Endülüs, Hıristiyanlar tarafından geri alındıktan sonra öfke okları Müslümanlardan Musevilere yönelir. Büyük çoğunluğu Seferad olan İspanya Musevileri, kurulan Engizisyon mahkemelerinde yargılanıp ağır cezalara çarptırılmaya başlanır. Duruma müdahale eden Osmanlı Sultanı II. Bayezid, yardım isteyen Musevileri kurtarmak için İspanya'ya üç kadırga gönderir ve bu kadırgalardan biri dönüşte Ortaköy Limanı'na demirler. Kadırgadan inen Seferadlar, Ortaköy'ü çok sevip oraya yerleşirler. Onlara 93 Harbi'nden ve 1917 Devrimi'nden sonra Beyaz Rusya'dan gelen Aşkenazlar da eklenir. Bunların hemen tümü 1948'de İsrail'in kurulmasıyla birlikte İsrail'e göç ederler. Ortaköy 1950'li hatta 70'li yıllara kadar Musevi cemaatinin yoğun olarak yaşadığı bir semt olur. Bir istatistiğe göre 1940'lı yılların başında Ortaköy nüfusunun üçte biri Musevi idi. Nazilerden kaçıp gelen sınırlı sayıdaki Musevi aile de Türkiye'ye geldikten sonra Ortaköy'deki yetimhanelerde ağırlanır. Aralarında ünlü ekonomi, tıp profesörleri, cerrahlar, mühendislerin bulunduğu bu insanlara Fransa, Çekoslavakya, Macaristan gibi ülkelerden gelenler de katılır. Bu yıllarda vatandaş Türkçe konuş kampanyası da sürdürülmektedir bir yandan. Bu durumdan Ortaköy yetim hanesindekiler de etkilenir. Bu olay hakkında şunları anlatır Kohen: "1940'lı yıllarda Boğaziçi Apartmanı'nın bulunduğu mevkiinin hemen bitişiğinde, apartmanın yerinde CHP'li bir mebusa ait, yazlık olarak kullanılan büyük bir yalı vardı. Bu görkemli yalının arka bahçesinde bulunan merdivenler ile yetimhanenin bahçesi birbirine çok yakın bir konumda olup öğrencilerin gürültüleri yalıdan işitilirdi.
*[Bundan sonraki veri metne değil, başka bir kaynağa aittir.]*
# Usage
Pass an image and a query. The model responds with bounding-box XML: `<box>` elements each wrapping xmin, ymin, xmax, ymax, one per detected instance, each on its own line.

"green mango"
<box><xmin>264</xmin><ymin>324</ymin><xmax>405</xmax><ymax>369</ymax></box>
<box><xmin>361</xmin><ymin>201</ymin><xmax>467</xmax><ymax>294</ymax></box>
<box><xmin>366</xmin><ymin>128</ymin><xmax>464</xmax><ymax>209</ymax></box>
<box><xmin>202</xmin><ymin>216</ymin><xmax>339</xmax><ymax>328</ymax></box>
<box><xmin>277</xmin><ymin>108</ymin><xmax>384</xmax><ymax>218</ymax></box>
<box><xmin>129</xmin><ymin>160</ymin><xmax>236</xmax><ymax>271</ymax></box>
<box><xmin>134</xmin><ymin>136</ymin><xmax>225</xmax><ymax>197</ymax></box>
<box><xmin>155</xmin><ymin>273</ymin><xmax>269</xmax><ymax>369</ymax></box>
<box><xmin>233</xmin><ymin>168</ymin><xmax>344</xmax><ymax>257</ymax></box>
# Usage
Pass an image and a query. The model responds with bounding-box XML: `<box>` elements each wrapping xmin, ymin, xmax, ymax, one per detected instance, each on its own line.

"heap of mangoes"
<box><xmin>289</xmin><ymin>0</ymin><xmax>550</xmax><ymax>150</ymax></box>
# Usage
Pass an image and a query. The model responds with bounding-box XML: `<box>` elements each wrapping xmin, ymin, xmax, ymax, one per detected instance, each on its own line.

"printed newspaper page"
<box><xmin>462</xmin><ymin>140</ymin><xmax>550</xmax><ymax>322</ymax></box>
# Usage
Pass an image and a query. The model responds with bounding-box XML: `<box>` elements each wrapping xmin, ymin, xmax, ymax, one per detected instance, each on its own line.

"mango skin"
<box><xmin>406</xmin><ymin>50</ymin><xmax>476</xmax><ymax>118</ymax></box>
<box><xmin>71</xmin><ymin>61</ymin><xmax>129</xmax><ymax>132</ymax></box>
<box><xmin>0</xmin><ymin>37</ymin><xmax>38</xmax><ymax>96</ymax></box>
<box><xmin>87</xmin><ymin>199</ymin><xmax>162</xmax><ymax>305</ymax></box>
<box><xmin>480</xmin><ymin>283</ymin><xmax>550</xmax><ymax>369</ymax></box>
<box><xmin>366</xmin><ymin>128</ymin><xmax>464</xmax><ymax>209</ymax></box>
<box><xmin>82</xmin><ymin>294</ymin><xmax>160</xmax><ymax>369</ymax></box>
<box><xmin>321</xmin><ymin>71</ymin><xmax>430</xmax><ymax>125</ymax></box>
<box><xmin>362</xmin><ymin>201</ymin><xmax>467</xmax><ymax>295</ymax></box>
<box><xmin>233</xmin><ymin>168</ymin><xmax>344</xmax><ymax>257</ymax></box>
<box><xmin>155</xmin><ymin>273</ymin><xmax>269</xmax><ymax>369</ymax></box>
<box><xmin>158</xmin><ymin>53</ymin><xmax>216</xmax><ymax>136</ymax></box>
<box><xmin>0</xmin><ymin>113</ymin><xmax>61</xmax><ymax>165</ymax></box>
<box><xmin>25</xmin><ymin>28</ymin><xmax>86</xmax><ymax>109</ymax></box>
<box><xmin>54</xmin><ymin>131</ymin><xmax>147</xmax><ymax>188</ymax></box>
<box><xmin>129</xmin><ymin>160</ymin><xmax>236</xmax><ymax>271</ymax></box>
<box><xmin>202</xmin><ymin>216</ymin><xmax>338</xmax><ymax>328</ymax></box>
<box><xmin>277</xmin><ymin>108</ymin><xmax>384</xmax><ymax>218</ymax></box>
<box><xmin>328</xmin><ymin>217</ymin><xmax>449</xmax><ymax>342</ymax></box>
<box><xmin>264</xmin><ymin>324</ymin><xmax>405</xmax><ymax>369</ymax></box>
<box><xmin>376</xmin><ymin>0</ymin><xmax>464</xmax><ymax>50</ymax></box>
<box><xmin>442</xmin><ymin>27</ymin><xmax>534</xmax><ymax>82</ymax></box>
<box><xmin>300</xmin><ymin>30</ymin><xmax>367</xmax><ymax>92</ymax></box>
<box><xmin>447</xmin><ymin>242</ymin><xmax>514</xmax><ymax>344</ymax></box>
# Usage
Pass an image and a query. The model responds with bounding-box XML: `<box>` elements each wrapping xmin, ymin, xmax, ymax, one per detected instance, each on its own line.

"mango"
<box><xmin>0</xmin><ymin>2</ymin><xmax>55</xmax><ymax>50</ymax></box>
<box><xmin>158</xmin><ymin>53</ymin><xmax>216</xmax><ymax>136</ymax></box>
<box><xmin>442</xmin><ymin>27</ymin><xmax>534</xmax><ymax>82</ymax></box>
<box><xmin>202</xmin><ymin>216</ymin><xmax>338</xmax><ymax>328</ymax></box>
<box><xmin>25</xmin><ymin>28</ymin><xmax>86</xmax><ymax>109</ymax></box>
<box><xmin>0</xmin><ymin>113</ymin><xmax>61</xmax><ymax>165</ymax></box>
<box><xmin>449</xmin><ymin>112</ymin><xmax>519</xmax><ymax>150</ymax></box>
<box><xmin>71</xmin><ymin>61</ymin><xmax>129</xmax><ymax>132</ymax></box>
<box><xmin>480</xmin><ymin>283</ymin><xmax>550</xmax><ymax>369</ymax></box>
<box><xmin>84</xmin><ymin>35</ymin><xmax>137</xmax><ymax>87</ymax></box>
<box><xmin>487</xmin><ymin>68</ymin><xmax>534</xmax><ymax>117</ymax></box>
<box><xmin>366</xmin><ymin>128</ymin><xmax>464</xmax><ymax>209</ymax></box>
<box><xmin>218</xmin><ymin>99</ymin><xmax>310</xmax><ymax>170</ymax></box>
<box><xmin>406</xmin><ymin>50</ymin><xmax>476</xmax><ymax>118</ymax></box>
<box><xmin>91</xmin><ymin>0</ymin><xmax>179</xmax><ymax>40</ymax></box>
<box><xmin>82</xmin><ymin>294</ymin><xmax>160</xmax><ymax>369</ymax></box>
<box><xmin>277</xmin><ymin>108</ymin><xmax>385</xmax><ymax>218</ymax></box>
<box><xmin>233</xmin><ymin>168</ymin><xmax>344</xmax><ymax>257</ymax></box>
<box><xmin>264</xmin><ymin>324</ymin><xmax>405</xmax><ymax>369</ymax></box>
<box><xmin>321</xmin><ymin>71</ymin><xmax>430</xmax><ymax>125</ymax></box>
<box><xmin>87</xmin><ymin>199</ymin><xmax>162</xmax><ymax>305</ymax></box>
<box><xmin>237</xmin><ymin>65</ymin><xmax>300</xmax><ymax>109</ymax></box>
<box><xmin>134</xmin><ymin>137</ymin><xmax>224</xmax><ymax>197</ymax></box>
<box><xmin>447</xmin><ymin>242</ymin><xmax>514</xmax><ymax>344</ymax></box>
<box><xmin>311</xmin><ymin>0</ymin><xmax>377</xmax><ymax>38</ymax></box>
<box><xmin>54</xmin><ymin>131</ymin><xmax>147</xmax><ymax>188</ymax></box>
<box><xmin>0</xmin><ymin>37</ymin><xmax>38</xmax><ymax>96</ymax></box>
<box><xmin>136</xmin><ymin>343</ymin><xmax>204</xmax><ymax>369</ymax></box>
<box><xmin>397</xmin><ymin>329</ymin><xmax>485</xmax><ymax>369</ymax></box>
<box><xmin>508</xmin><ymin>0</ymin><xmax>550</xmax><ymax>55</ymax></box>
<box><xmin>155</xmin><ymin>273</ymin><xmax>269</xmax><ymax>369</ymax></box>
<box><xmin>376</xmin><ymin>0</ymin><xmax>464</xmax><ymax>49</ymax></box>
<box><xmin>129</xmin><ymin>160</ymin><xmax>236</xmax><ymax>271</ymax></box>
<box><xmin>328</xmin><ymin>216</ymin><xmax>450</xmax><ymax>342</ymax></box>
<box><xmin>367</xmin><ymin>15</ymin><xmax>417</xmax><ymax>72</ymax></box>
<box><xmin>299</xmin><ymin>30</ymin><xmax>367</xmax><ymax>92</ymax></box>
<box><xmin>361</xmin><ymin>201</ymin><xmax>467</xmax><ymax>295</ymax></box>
O yıllarda öğrenciler, aralarında genellikle Judeo-Espanyol dilini konuşurlardı.1940'lı yıllarda yine bir cumartesi günü Ankara'dan gelen bir grup CHP'li mebus toplantı halinde iken öğrencilerin bu değişik lisandaki konuşmalarını duyarlar. Mebuslar daha sonra müdire hanımı yanlarına davet ederek "Konuşalım dili hepimiz bilelim, anlayalım, güzel Türkçemizi hepimiz konuşalım," diyerek ricada bulunurlar. O günden sonra "Vatandaş Türkçe konuş!" hedefi doğrultusunda tüm öğrencilere "mükemmel" Türkçe öğretilir."

Ortaköy Musevileri'ne Osmanlılardan Türkiye'ye uzanan süreç içinden bakıldığında ticari ve kültürel yaşantısına önemli katkılar yapmış. Matbaa ve barut, Osmanlı ülkesine onlar tarafından getirildi. İçlerinden çok tanınmış hatta padişah III. Selim'in takdirini kazanmış Tanburi İzak gibi bestekarlar, Habib Gerez gibi ressamlar çıktı. Ortaköy'de binalar, ibadethaneler, okullar inşa ettiler. Sinagogları, okulları, yetimhaneleri ve onların yerleşmeleri için yapılmış akaretlerle Ortaköy'de çok canlı bir Musevi yaşantısı hüküm sürer.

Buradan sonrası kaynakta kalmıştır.